Decades ago, pet cats lived almost entirely outdoors. Their lives were not much different from those of their earliest feline ancestors. They hunted for much of their own food. Their humans occasionally provided scraps of food from the family table, but most cats were expected to fend for themselves. In fact, cats in those days were often kept not so much as pets, but as useful workers around the ranch, farm, or home.
Cats were expected to control vermin, such as mice, rats, and gophers. This they did, and did well, and not because they wanted to be helpful, but because they had to hunt to survive. Living outdoors, cats associated with other animals, including other cats, according to age-old hierarchical rules. There was generally plenty of space for outdoor cats to spread out, associate with their natural social groups, and avoid others at will.
This outdoor life could be very dangerous. Unprotected from larger predators and other sources of accidental trauma, cats living outdoors often died relatively young. This danger increased as automobile use increased. Nothing in a cat’s evolution could have prepared it to deal with four thousand pounds of metal bearing down upon it at high speed.
As farms, dairies, and ranches gave way to subdivisions in the 1960s and after, many pets died sudden violent deaths on streets and roads. As human and animal population density increased with urbanization, the cat also faced increased dangers from infectious disease. Epidemics of viral, bacterial, and parasitic diseases could decimate outdoor feline populations. Veterinary care for outdoor cats was relatively uncommon. Even spaying and neutering of pet cats was rare, and unwanted kittens appeared at astonishing rates.
These unprotected youngsters were exposed in turn to all of these dangers. The cat living on its own outside the house maintained an independent demeanor, and many owners believed that the cat was not really an affectionate, companionable part of the family. Many people believed the cat had a naturally unfriendly, human-avoiding personality. The cat of the mid-twentieth century would wait for decades to become the adored close member of the family that we know today.
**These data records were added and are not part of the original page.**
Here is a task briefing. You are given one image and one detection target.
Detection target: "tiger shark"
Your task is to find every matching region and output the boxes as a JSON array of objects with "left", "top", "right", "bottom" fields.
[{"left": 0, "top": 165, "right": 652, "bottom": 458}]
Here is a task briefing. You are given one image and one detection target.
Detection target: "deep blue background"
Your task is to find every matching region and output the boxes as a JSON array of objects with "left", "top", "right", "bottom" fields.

During the 1980s and ‘90s, cultural changes in society had a profound effect on the lifestyle of the pet cat. The living space of the family, including the outdoor space, became smaller or disappeared altogether. The pace of life for most people became much faster. Many households had two or more working adults, instead of one adult who stayed home.
Homes were deserted during the day as all members of the family left for work or school. People found it harder to keep dogs, especially large dogs, as pets, and looked increasingly to the cat as the animal companion of choice. The cat’s small size and relatively self-sufficient nature became attractive to people who wanted an animal companion that could live closely with them without demanding constant attention and care.
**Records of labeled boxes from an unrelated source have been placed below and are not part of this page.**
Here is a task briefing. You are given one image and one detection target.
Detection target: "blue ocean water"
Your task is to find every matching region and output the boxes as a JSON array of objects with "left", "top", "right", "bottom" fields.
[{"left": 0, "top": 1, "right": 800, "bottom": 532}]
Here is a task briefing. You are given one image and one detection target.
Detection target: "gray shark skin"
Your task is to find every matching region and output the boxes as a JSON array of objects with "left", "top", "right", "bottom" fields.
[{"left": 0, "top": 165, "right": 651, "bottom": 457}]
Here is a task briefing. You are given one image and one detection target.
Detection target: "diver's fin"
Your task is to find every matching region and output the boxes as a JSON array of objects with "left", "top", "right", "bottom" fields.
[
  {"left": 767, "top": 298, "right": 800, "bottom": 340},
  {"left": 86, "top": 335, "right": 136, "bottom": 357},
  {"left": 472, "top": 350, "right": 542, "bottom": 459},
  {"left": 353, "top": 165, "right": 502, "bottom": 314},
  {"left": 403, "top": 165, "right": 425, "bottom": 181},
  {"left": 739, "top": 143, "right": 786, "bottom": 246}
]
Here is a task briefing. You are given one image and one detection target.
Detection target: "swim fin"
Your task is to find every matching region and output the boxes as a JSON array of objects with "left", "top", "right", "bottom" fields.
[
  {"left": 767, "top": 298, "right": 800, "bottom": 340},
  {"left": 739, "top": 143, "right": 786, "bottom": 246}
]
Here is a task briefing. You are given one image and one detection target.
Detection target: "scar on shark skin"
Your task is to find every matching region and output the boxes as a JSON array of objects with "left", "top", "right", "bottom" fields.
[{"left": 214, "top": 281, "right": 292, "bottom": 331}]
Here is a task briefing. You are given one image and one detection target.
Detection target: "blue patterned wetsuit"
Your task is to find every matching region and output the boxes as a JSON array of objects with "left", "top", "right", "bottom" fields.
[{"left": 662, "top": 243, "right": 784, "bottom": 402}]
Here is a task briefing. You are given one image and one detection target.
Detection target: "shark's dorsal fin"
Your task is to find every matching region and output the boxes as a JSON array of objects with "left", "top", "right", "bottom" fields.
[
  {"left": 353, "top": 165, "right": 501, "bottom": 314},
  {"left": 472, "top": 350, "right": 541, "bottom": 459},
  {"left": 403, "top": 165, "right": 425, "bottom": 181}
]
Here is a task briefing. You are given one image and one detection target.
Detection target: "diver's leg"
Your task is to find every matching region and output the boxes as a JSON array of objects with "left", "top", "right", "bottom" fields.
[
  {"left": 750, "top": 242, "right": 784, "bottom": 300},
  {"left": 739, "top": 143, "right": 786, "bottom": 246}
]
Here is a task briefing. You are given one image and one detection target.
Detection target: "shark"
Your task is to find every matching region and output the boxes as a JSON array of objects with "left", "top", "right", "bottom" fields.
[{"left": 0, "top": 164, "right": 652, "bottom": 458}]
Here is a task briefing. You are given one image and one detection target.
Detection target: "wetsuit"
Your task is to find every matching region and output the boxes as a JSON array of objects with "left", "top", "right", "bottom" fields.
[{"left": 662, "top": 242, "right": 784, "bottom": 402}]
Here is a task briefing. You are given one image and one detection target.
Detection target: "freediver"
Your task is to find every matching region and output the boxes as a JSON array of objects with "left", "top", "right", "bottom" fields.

In the past two decades, the cat has become the most popular pet in the United States. Today, most pet cats spend the majority or all of their lives indoors, where they are protected from many of the dangers of the outdoor life. Death and injury from accidents are far less common now that cats are protected within the home. Infectious diseases spread less quickly and widely because cats associate less with large numbers of strays and also because felines enjoy much better veterinary care today.
Indoor pet cats are routinely spayed or neutered, and unwanted litters of kittens among this group are now a rarity. All of this improved safety has come at a price, however. Now that indoor cats are dependent upon their human families for food and shelter and living arrangements, new problems have sprung up.
Cats today are plagued with serious medical conditions, often at youthful ages, which seem new and associated with this new lifestyle. Obesity, diabetes mellitus, bladder and kidney problems, hyperthyroidism, and allergies are just a few of the more common of these problems. In addition, indoor felines experience a variety of behavioral problems, such as poor litter-box habits and aggression toward feline house-mates, that perplex and frustrate their owners.
Unfortunately, these problems can become so serious that a much-loved pet cat may die or be put to sleep because of them. This is especially sad because all of these seemingly new problems are the result of man-made influences on the cat through its new indoor lifestyle. All can be reduced or prevented through the understanding of those unnatural influences and how to correct them.